Leicestershire cancer patient to get abiraterone
- Published
A Leicestershire cancer patient has described the news that he is to receive a potentially life extending drug as the "best present ever".
Hugh Gunn, from Countesthorpe, had previously been refused abiraterone after multiple sessions of chemotherapy failed to treat prostate cancer.
The NHS East Midlands Strategic Health Authority had said funding for the drug was not clinical and cost effective.
But it has now reversed its decision after a case was presented to a panel.
The NHS said that after evidence was given on the "clinical benefits" of abiraterone at a review meeting, the medicine was approved and added to the region's drug list.
Positive future
Mr Gunn said: "Being on this drug now gives me hope for the future, before I was feeling hopeless."
Mr Gunn, who was diagnosed with prostate cancer on Christmas Eve in 2005, was recently told he had only had months to live.
"Without this drug I was very much at the end, abiraterone turns it into a chronic liveable disease from a terminal disease," he said.

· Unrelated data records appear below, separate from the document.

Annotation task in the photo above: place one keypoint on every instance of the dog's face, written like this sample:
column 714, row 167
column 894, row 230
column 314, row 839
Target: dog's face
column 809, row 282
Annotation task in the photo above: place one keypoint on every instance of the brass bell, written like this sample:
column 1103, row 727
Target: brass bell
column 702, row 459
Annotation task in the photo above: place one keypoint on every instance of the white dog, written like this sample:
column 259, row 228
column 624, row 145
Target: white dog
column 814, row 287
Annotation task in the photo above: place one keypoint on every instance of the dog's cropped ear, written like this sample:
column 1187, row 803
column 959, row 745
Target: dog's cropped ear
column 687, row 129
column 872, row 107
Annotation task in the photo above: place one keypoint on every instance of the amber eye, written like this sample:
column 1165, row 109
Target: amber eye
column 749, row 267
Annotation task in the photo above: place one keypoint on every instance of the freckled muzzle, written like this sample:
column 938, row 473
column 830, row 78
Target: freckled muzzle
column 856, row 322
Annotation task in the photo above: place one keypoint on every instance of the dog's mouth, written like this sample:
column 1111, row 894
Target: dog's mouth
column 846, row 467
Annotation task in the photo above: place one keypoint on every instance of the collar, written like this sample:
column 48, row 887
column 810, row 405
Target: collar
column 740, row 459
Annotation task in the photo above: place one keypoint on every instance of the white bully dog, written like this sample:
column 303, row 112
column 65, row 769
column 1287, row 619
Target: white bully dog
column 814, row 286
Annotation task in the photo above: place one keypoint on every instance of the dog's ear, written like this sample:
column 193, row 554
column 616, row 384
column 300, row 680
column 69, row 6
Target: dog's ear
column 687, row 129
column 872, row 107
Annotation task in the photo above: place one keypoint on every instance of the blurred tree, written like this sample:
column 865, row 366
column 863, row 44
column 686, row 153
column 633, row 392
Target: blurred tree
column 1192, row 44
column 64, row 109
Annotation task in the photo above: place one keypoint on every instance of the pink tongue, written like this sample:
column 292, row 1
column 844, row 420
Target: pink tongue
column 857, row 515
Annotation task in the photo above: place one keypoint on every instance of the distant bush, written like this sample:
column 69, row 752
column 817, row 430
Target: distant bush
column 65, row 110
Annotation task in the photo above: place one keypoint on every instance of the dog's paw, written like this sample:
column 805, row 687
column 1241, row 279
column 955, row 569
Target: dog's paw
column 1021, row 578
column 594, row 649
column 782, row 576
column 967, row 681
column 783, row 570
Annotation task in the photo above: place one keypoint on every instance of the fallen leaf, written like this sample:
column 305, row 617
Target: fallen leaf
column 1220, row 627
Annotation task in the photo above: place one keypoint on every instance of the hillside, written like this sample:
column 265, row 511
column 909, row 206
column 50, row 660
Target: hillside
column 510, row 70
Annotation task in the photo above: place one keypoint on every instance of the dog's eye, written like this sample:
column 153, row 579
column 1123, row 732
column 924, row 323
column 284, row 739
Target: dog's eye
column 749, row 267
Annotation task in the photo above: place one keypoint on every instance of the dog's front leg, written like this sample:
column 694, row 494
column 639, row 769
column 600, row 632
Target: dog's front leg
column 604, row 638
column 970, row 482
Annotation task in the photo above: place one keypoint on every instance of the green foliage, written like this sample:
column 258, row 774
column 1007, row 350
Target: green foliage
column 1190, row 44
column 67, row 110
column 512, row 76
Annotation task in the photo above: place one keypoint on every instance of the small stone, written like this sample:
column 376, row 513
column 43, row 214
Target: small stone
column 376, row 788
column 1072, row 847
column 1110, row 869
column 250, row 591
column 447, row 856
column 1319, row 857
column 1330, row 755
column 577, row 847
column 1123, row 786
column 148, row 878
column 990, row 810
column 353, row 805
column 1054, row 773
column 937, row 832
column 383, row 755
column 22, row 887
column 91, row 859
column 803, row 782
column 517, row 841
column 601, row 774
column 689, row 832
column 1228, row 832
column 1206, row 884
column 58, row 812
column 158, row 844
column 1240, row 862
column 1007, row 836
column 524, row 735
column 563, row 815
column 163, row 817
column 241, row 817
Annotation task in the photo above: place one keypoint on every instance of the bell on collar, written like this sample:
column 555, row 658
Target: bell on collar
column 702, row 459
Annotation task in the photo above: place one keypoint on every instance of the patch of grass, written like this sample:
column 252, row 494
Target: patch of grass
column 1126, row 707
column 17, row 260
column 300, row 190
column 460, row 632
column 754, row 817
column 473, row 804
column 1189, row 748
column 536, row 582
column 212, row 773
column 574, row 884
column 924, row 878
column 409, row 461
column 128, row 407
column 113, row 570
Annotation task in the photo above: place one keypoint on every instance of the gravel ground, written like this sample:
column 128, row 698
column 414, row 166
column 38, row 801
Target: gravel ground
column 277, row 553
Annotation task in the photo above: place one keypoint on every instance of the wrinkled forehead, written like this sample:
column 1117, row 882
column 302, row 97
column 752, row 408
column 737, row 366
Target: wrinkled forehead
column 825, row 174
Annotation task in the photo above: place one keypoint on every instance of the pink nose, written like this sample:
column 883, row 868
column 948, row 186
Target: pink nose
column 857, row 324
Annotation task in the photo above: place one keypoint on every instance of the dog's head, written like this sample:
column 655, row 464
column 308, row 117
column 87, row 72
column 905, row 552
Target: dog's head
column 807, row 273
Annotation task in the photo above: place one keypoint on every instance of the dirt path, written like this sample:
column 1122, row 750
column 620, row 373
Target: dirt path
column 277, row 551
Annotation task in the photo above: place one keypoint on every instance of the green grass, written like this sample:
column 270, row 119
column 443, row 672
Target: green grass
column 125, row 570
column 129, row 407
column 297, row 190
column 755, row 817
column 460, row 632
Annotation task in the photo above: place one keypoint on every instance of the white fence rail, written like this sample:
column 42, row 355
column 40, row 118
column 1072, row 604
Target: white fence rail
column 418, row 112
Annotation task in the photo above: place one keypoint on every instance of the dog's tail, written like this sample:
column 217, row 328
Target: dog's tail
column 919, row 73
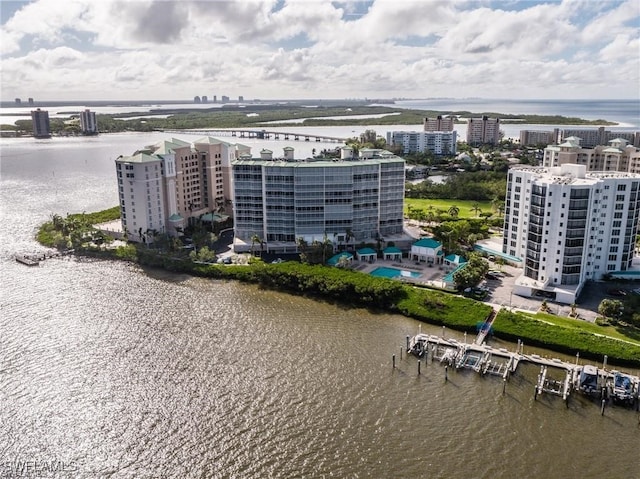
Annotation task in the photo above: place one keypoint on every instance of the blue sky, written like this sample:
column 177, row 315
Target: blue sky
column 275, row 49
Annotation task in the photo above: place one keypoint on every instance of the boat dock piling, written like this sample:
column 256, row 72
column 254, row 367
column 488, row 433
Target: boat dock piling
column 34, row 259
column 484, row 359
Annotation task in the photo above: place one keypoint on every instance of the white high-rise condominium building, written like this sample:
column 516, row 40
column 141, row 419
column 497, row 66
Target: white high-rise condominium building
column 439, row 123
column 165, row 186
column 618, row 156
column 569, row 226
column 284, row 200
column 88, row 124
column 436, row 142
column 483, row 131
column 592, row 137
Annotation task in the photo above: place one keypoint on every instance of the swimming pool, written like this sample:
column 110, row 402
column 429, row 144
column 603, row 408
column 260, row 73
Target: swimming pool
column 385, row 272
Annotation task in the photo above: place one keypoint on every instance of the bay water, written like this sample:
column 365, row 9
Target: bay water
column 117, row 371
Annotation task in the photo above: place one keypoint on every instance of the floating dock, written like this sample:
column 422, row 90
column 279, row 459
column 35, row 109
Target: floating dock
column 556, row 377
column 27, row 260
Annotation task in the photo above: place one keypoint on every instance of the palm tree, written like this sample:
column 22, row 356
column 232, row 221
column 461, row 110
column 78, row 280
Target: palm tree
column 348, row 236
column 476, row 208
column 254, row 240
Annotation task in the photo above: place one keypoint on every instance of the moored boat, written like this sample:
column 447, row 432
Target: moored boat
column 624, row 388
column 587, row 380
column 418, row 345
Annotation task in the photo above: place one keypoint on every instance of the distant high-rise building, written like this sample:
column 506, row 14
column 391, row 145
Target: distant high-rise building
column 436, row 142
column 41, row 126
column 483, row 131
column 438, row 123
column 592, row 137
column 88, row 124
column 538, row 137
column 617, row 156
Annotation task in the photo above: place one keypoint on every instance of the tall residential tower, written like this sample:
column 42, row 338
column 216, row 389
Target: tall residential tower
column 569, row 226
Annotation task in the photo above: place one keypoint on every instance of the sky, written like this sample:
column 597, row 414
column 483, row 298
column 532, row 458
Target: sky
column 303, row 49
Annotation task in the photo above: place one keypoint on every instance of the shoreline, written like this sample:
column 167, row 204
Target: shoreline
column 419, row 302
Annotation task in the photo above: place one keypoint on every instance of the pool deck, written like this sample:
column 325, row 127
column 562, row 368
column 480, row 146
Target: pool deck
column 430, row 275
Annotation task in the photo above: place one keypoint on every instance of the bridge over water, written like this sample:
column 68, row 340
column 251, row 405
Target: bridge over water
column 259, row 134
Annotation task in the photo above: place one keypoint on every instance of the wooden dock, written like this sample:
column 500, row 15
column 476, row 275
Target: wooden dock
column 34, row 259
column 556, row 377
column 27, row 260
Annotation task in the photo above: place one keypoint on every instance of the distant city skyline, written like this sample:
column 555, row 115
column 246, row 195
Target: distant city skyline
column 140, row 50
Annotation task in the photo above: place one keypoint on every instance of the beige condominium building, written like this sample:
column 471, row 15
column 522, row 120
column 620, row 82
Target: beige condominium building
column 166, row 186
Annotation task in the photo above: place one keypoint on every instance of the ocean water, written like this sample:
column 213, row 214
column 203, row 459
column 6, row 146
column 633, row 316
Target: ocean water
column 115, row 371
column 625, row 112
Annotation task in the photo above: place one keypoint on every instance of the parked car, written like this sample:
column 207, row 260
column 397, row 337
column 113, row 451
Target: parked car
column 616, row 292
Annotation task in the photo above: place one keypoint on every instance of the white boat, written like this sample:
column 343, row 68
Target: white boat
column 418, row 344
column 587, row 380
column 624, row 387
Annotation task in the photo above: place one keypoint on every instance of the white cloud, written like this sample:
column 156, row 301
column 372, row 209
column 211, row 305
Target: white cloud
column 169, row 49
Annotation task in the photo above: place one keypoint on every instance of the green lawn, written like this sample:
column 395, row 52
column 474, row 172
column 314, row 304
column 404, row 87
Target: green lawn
column 610, row 331
column 463, row 205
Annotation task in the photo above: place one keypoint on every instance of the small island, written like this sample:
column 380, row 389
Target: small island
column 259, row 115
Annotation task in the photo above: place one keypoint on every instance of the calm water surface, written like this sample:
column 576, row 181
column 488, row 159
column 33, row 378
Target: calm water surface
column 125, row 373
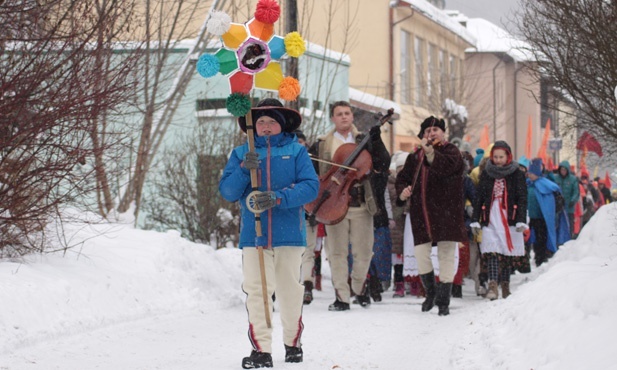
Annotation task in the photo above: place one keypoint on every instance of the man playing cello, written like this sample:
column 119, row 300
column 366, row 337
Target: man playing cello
column 357, row 226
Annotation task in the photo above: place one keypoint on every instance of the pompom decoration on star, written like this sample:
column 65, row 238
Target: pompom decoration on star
column 208, row 65
column 218, row 23
column 250, row 56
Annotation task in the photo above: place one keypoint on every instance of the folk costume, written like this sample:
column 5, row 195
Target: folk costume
column 501, row 211
column 549, row 227
column 357, row 226
column 436, row 212
column 286, row 172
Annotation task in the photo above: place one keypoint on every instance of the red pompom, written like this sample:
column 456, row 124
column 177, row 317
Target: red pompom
column 268, row 11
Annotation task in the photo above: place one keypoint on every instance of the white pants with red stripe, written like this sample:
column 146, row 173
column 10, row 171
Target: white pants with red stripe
column 282, row 266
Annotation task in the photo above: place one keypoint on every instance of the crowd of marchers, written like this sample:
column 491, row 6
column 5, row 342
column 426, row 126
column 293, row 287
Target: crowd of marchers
column 415, row 223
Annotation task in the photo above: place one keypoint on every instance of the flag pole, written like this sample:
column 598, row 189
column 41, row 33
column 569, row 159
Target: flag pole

Mr Gunn's wife, Kate, said they were "so thrilled" and could not believe that he was now getting abiraterone to treat his advanced cancer.
Mrs Gunn said the family could now enjoy the festive period and look forward to a more positive year ahead. One in which Hugh could "look forward to living life".
The government had announced that patients in England would benefit from a £600m fund to improve access to cancer drugs over the next three years, beginning in April 2012.